Multiclass output, provided all the target labels have the same number of classes: $Y \in \left\{ 0, .., C \right\}^L$.
Minibatch support, with vectorized computation of the messages $\alpha_i(y_i)$ and $\beta_i(y_i)$.

💡 Example

To create a Tree-structured CRF, you must first define the tree encoding the relationships between variables. Let's build a simple CRF for a root variable with two children:

First, define an adjacency matrix $M$ representing the hierarchy, such that $M_{i,j}$ is $1$ if $j$ is a parent of $i$:

adjacency = torch.tensor([
    [0, 0, 0],
    [1, 0, 0],
    [1, 0, 0]
])

Then, create the a CRF with the right number of features, depending on your feature space, like you would for a torch.nn.Linear module, to obtain a Torch model:

crf = torch_treecrf.TreeCRF(n_features=30, hierarchy=hierarchy)

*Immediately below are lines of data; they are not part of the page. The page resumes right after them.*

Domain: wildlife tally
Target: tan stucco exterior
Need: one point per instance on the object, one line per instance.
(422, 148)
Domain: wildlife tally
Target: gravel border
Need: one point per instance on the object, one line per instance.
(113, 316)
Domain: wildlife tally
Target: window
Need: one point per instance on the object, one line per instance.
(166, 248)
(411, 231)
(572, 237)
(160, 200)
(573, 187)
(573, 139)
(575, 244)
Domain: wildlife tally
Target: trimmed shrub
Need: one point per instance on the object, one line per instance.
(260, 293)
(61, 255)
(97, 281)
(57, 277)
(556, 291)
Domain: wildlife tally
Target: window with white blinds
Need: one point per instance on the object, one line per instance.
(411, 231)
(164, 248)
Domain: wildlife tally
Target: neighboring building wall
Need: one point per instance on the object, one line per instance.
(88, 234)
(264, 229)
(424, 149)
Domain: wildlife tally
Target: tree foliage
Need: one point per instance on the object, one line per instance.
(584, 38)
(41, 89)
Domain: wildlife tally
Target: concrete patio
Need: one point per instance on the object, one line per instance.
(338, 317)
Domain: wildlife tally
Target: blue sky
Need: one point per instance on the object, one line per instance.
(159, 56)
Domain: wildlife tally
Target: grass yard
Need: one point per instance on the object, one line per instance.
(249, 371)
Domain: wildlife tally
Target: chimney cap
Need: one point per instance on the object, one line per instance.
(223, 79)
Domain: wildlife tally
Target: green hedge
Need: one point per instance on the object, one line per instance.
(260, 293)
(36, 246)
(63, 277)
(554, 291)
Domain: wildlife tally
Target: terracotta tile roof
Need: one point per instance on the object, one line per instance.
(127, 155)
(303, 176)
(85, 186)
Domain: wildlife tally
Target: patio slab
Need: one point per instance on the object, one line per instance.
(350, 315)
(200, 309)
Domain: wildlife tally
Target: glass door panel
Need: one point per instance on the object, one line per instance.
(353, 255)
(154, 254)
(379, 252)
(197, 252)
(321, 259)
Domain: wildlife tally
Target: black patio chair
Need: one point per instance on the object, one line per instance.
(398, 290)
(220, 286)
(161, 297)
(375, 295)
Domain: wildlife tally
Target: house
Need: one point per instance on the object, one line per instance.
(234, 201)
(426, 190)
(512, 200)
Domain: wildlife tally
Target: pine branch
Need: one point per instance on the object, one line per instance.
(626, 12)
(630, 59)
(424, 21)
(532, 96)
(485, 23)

If you wish to use the CRF layer only, use the TreeCRFLayer module, which expects and outputs an emission tensor of shape $(\star, C, L)$, where $\star$ is the minibatch size, $L$ the number of labels and $C$ the number of class per label.

💭 Feedback

⚠️ Issue Tracker

Found a bug ? Have an enhancement request ? Head over to the GitHub issue tracker if you need to report or ask something. If you are filing in on a bug, please include as much information as you can about the issue, and try to recreate the same bug in a simple, easily reproducible situation.

🏗️ Contributing

Contributions are more than welcome! See CONTRIBUTING.md for more details.

⚖️ License

This library is provided under the MIT License.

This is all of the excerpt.